A section of the exhibition is devoted to poetry by Bay Area writers, presented through an original, interactive postcard project. A series of performances and other programs, including readings by local poets and participatory workshops in the museum’s Art Lab, complements the exhibition.

In addition to works from BAMPFA’s collection, including a number of recent acquisitions on display for the first time, Way Bay 2 includes exceptional paintings, prints, photographs, and other works from UC Berkeley’s Bancroft Library and Hearst Museum of Anthropology.

 

Desire as Politics at the Valade Family Gallery in Detroit, Feb-Mar 2018

Exhibition of LGBT Media in Detroit

Gay Tape: Butch and Femme (1985) screened recently at the Valade Family Gallery in Detroit. Many thanks to curators Scott Northrup and Jonathan Rajewsky!

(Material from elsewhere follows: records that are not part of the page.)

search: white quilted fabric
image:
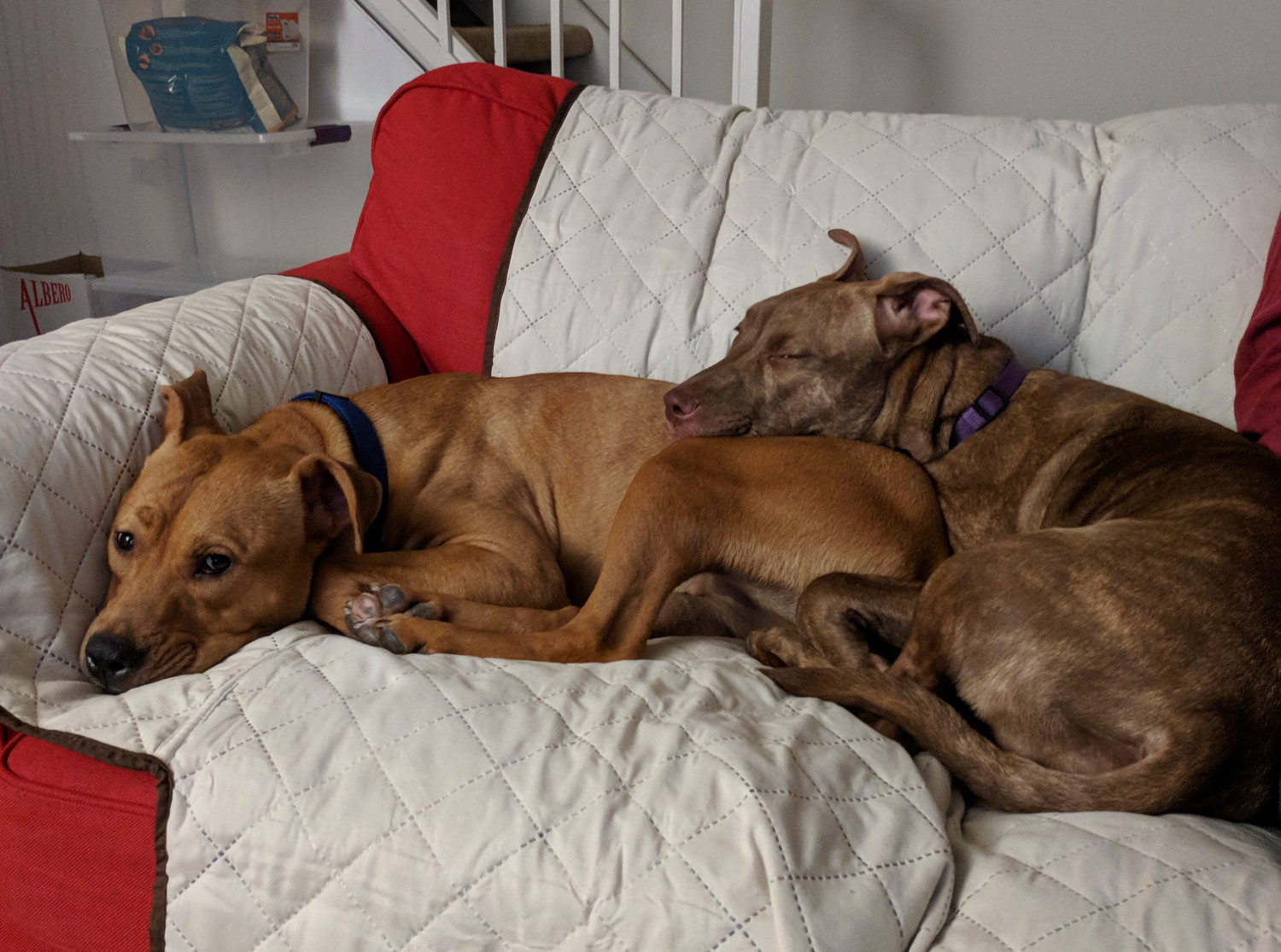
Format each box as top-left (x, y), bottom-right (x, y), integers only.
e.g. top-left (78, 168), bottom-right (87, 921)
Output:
top-left (494, 89), bottom-right (1281, 952)
top-left (0, 272), bottom-right (953, 952)
top-left (0, 90), bottom-right (1281, 952)
top-left (494, 89), bottom-right (1281, 425)
top-left (0, 277), bottom-right (387, 750)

Desire as Politics, gallery installation, Valade Family Gallery, Detroit Feb-Mar 2018
Desire as Politics, gallery installation, Valade Family Gallery, Detroit Feb-Mar 2018

Work by:
Sadie Benning
Cecilia Dougherty
Matt Lambert
Zachary Marsack
Benny Nemerofsky Ramsay
Rashaad Newsome
Ira Sachs
Akram Zaatari

Desire as Politics presents a selection of LGBTQ perspectives in contemporary film and video from 1985 to 2017. The exhibition is not meant to summarize this arbitrary span of time, but rather to look at works exploring a range of identities, social constraints and prejudices unique to LGBTQ positions, including representation, fantasy, fear, love and the blurring of binaries, positions that we feel are vital in our current climate.

Scott Northrup & Jonathan Rajewski

video still, gallery installation, Gay Tape: Butch and Femme by Cecilia Dougherty, 1985
Larger than life, a mural-sized installation for my video Gay Tape: Butch and Femme (1985)

From the exhibition catalogue:

Dougherty’s first video, made while she was studying at Berkely:
“I made it just around the time when the term ‘gay’ was for everyone and then ‘lesbian and gay’ become the new term, until we progressed to ‘LGBTQ’.

“Gay Tape is a documentary about some of the regulars at Ollie’s Bar, a lesbian dive on Telegraph Avenue in Oakland. The 1970s sartorial statement of flannel shirts, 501s, and Frye boots was passé and at odds with the new eighties aesthetic—tons of makeup, big hair, and complicated lingerie. Along with the new aesthetic came the reemergence of good old fashioned butch-femme role-playing. While the femmes pranced around like Stevie Nicks, their butch girlfriends reverted to an earlier role model, acting out fifties and sixties-style tough girl with brilliant aplomb. I asked some of the women from Ollie’s to talk on camera about role-playing.

“The camera instantly gave me too much control over content, so I tried to balance it by providing a platform for the women to speak on the butch-femme issue without overtly directing them. I relinquished authorship in favor of revelation and avoided coming to conclusions; the speakers were experts as well as subjects and could say whatever occurred to them. They spoke extemporaneously about their lovers, the details of their sexual identities, and their fantasies. My girlfriend at the time was one of the subjects. As her story unfolded I realized from my privileged position behind the lens that the lover she was describing in detail was not me. So much for the power of the gaze!

At a recent screening, the audience was interested in the difference between butch and transgendered, maybe not understanding that there were trans people in the community in 1985. I think there’s a distinction and as always, the people making the distinction are self-identified.”